Andreas Hartmann est allé à la rencontre de ce personnage hors du commun dans un documentaire saisissant de fraîcheur, d’humour et de justesse. Ce jeune réalisateur allemand s’est très tôt passionné pour la jeunesse dans une Asie en transition. Après un premier film remarqué, Jours de Pluie traitant de la mousson au Vietnam à travers le regard d’un enfant, il s’est intéressé à la situation birmane et a suivi pendant plusieurs mois un collectif de punk-rock de Rangoun, Common Street.

A travers la caméra d’Andreas, on plonge dans le monde rock’n’roll et politique de Kyaw Kyaw dont la personnalité irradie le film. Le jeune homme est convaincu que la société birmane doit et peut changer selon les principes de base du bouddhisme et du punk, qu’il réunit dans une même philosophie : le « do it yourself » à l’aube de la transition démocratique que connaît le pays. Andreas le suit, lui et son groupe, alors qu’il essaie, par petites doses, de convaincre d’autres jeunes de réfléchir à la nouvelle voie qui s’offre au pays : la démocratie, le changement, mais avant tout la liberté et la richesse de vivre ensemble.

My Buddha Is Punk est un film indépendant réalisé et produit par l’auteur. Il a été présenté cet hiver au 56e festival international du film documentaire des Popoli à Florence et sera diffusé au festival international du film documentaire à Bruxelles en mars 2016, puis au 13e festival du film ethnographique de Göttingen en mai, avant d’être disponible par VOD.

Le trailer de « My Buddha is Punk » est disponible ici. Suivez le film sur sa page Facebook et retrouvez le réalisateur Andreas Hartmann sur son site.

Le réalisateur allemand Andreas Hartmann.
Le réalisateur allemand Andreas Hartmann. (Crédit : Andrea Martens)
Andreas, vous avez principalement travaillé sur des pays asiatiques où vous vous êtes intéressé à la jeunesse. Pourquoi ces choix ?
J’ai étudié le cinéma à l’Université du Film de Babelsberg Konrad Wolf. Comme elle est basée dans l’ancienne Allemagne de l’Est, la faculté a gardé des contacts solides avec l’Université du théâtre et du cinéma de Hanoi, au Vietnam. En 2008 je m’y suis rendu dans le cadre de mes études pour participer à un atelier sur le documentaire et c’est ainsi que j’ai tourné Jours de Pluie qui traite d’un enfant et de sa famille, cherchant refuge pendant la pluie écrasante de la mousson. L’expérience m’a tellement plu que j’ai souhaité poursuivre mon travail en Asie.

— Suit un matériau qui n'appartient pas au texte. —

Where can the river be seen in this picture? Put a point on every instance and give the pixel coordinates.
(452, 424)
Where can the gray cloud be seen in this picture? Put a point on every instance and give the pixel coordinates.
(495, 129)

Je me suis intéressé à la jeunesse car à travers elle on perçoit bien les mutations sociales, les phénomènes de quête de soi. My Buddha is Punk reprend ces thématiques, où je suis les pérégrinations d’un jeune punk dans la Birmanie en transition. On retrouve cette recherche de soi, ces questionnements existentiels aussi dans mon projet actuel, au Japon, Free man qui traite d’une jeune Japonaise en rupture avec la société traditionnelle de consommation et du travail, et qui choisit une vie de vagabond.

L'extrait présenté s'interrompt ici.